However, there are other areas in which I disagree with him; I'm entitled to that; every American is entitled to that. 

I'm not going to bring my issues to this board, and I didn't; read my words, more carefully please; I never stated my opinion. 

'There ain't no good times; there ain't no bad times; there's just you and me and we just disagree'. 

I don't believe anyone's comment was meant in the context in which you took it. Some might consider it an affectionate 'nickname'. Every president there ever was, no matter what party they belonged to, has been given nicknames, or caracatures; only in America could this happen. 

Let's all get off this and start relating to each other about food, which is where we all have a common ground.


----------



## starlite (Feb 9, 2002)

And is this to imply I'm not - or perhaps that someone said you weren't? Because I don't recall either event happening.
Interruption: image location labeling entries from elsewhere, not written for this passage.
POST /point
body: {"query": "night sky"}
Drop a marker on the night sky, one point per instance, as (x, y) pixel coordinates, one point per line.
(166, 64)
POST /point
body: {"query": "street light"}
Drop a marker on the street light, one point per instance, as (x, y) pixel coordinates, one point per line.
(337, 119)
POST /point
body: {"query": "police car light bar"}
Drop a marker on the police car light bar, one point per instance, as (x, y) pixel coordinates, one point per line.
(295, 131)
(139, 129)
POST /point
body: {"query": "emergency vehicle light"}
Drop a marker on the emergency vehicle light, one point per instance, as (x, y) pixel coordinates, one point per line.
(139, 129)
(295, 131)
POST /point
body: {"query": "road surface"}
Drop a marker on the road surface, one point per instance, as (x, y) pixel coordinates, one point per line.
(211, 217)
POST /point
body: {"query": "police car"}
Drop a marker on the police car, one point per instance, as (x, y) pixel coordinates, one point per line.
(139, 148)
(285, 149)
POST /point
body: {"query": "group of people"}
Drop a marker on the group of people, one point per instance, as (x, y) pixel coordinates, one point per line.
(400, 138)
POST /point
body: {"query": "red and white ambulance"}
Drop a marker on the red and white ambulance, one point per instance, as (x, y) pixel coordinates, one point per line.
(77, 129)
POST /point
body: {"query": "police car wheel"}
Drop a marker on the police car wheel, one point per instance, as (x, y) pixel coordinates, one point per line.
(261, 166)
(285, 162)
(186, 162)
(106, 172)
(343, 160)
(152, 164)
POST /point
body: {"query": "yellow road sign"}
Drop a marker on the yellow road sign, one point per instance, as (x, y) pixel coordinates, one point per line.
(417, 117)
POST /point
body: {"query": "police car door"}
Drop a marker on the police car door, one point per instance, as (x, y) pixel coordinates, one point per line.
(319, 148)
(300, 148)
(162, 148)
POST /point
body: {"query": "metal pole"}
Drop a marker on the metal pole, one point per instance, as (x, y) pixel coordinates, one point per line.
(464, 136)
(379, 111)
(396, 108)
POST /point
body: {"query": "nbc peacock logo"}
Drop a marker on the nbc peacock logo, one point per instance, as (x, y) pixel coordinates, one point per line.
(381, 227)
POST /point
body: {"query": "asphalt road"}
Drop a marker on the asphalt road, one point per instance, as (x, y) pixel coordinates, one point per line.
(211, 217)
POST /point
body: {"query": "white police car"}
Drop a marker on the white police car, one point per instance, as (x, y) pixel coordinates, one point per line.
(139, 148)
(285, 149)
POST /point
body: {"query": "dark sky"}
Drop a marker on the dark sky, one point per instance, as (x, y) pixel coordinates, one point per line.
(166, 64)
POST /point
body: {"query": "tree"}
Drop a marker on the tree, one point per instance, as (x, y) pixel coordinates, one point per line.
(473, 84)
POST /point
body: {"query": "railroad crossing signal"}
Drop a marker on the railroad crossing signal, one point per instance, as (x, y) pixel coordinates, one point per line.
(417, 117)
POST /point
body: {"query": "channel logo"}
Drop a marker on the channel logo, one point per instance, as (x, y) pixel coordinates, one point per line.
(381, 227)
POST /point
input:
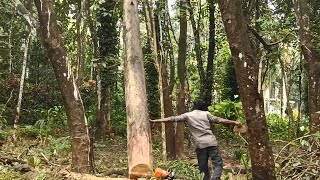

I can tell you're not a President Bush supporter - it doesn't take much for the informed to pick them out, but I'm not here for political argument either.

I end this now because to get me started again would be a big mistake for me, for you, for everyone and for some reason, I have a feeling that is precisely what you are trying to do. IF you must have the last word, by all means do so, but this will be the end of replies from me here as I cannot tolerate ignorance.


----------



## suzanne (May 26, 2001)

Since I started this thread, with the expectation that it would give people something to think about, perhaps it should be left to me to say, "Enough." 

I do hope that in future, though, there be no more flaming such as we have been subjected to by some participants. There is too much real bloodshed and venality in the wide world for us to scream at each other here. This is not the place for such anger and intolerance. Obviously, we cannot expect to agree on everything, but we should please exercise some self-restraint. 

Basta!


----------



## pete (Oct 7, 2001)

Just a reminder of what the "origninal" 7 deadly sins are (not in order):

1. Greed/Avarice
2. Envy
3. Anger
4. Lust
5. Gluttony
6. Sloth
7. *PRIDE*

Enough said.


----------



## nicko (Oct 5, 2001)

I have spoken with the memeber who started the thread and we have agreed that it is a good time to close this thread. Any questions please send me a PM.


----------